Yeah, this is needlessly obfuscated, falling through twice to a 'ret lr' :-)

You could still use SYM_FUNC_ALIAS() here if the prototypes are identical.
Linus Walleij April 16, 2024, 7:38 a.m. UTC | #2
On Mon, Apr 15, 2024 at 6:35 PM Ard Biesheuvel <ardb@kernel.org> wrote:

> > -ENTRY(fa_flush_user_cache_all)
> > -       /* FALLTHROUGH */
> > +SYM_TYPED_FUNC_START(fa_flush_user_cache_all)
> > +       b       fa_flush_kern_cache_all
> > +SYM_FUNC_END(fa_flush_user_cache_all)
> > +
>
> Given that the prototypes are identical (and therefore compatible as
> far as kCFI is concerned), we might just define an alias
>
> SYM_FUNC_ALIAS(fa_flush_user_cache_all, fa_flush_kern_cache_all)
>
> rather than generate different code.

Now we are getting to the real meat of the review :)
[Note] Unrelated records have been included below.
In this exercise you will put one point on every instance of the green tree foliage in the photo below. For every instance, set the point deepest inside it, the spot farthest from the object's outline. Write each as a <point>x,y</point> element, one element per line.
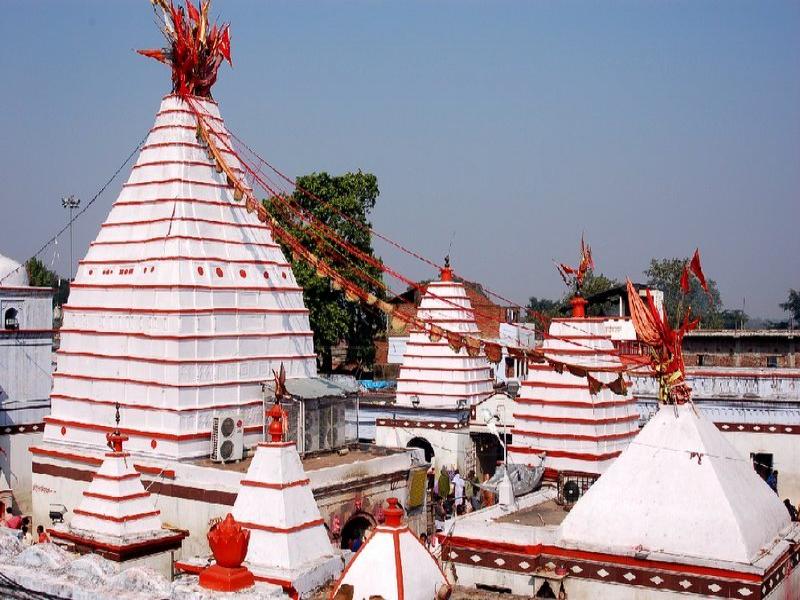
<point>597,284</point>
<point>665,275</point>
<point>792,305</point>
<point>734,319</point>
<point>333,318</point>
<point>41,276</point>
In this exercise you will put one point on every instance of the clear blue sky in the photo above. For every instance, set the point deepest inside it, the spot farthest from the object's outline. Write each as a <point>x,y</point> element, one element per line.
<point>654,127</point>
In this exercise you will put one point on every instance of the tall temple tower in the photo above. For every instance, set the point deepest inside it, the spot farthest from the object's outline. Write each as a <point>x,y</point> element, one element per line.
<point>434,375</point>
<point>182,306</point>
<point>557,413</point>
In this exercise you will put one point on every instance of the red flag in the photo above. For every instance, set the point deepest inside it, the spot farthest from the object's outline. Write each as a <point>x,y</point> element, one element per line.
<point>685,279</point>
<point>694,265</point>
<point>194,14</point>
<point>159,55</point>
<point>225,45</point>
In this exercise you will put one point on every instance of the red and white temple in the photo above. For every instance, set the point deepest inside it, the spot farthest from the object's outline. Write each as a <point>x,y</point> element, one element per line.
<point>393,564</point>
<point>117,517</point>
<point>434,375</point>
<point>182,306</point>
<point>556,412</point>
<point>288,542</point>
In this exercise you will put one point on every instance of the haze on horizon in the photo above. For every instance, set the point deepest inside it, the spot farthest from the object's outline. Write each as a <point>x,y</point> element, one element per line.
<point>515,126</point>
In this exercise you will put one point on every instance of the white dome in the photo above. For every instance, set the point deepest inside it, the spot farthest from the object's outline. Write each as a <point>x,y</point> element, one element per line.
<point>12,274</point>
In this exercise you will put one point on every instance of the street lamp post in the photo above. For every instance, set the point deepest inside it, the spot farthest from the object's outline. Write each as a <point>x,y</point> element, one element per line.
<point>70,202</point>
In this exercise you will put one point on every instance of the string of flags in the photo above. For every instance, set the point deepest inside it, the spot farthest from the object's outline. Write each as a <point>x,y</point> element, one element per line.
<point>473,345</point>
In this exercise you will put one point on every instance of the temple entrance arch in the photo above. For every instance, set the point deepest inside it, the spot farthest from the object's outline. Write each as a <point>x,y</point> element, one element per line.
<point>356,527</point>
<point>425,445</point>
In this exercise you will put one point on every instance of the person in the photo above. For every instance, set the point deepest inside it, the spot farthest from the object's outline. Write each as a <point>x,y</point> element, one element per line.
<point>435,547</point>
<point>488,496</point>
<point>27,536</point>
<point>458,487</point>
<point>43,538</point>
<point>13,521</point>
<point>444,484</point>
<point>439,513</point>
<point>772,481</point>
<point>792,510</point>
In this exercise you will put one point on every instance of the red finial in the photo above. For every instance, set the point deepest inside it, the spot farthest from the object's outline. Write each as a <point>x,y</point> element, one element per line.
<point>578,306</point>
<point>446,274</point>
<point>228,541</point>
<point>115,439</point>
<point>393,514</point>
<point>275,429</point>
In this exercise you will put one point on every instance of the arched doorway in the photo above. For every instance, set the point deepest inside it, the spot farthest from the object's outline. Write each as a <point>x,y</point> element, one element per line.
<point>356,526</point>
<point>10,320</point>
<point>424,444</point>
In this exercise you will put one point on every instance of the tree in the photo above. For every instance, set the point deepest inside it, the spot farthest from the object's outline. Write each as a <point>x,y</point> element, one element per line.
<point>792,305</point>
<point>597,284</point>
<point>665,275</point>
<point>333,318</point>
<point>41,276</point>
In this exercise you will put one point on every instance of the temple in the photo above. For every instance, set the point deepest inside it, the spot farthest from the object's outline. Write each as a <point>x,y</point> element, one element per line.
<point>557,413</point>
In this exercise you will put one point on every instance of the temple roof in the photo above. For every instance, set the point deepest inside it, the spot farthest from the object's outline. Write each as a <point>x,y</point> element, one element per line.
<point>393,564</point>
<point>679,488</point>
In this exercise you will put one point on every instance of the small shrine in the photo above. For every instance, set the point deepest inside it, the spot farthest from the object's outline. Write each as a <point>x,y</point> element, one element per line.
<point>439,372</point>
<point>574,407</point>
<point>117,518</point>
<point>288,543</point>
<point>393,564</point>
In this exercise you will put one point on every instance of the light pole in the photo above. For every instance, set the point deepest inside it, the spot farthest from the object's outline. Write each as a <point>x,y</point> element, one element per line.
<point>70,202</point>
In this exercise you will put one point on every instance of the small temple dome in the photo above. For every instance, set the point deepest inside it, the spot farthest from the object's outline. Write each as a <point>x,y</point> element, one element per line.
<point>12,273</point>
<point>394,564</point>
<point>680,488</point>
I will comb over both annotation patches and make sure to use
SYM_FUNC_ALIAS() where applicable, it seems a good number of
sites can be simplified this way.

Yours,
Linus Walleij
Russell King (Oracle) April 29, 2024, 1:18 p.m. UTC | #3
On Mon, Apr 15, 2024 at 03:43:23PM +0200, Linus Walleij wrote:
> -ENTRY(fa_flush_user_cache_all)
> -	/* FALLTHROUGH */
> +SYM_TYPED_FUNC_START(fa_flush_user_cache_all)
> +	b	fa_flush_kern_cache_all
> +SYM_FUNC_END(fa_flush_user_cache_all)

The thing I don't like about this is that it makes these functions
less efficient - the early CPUs do _not_ have branch predictors,
and they flush the pipeline on branches, so rather than just dropping
rough, this kind of thing introduces pointless multi-cycle delays for
functionality just to keep CFI happy.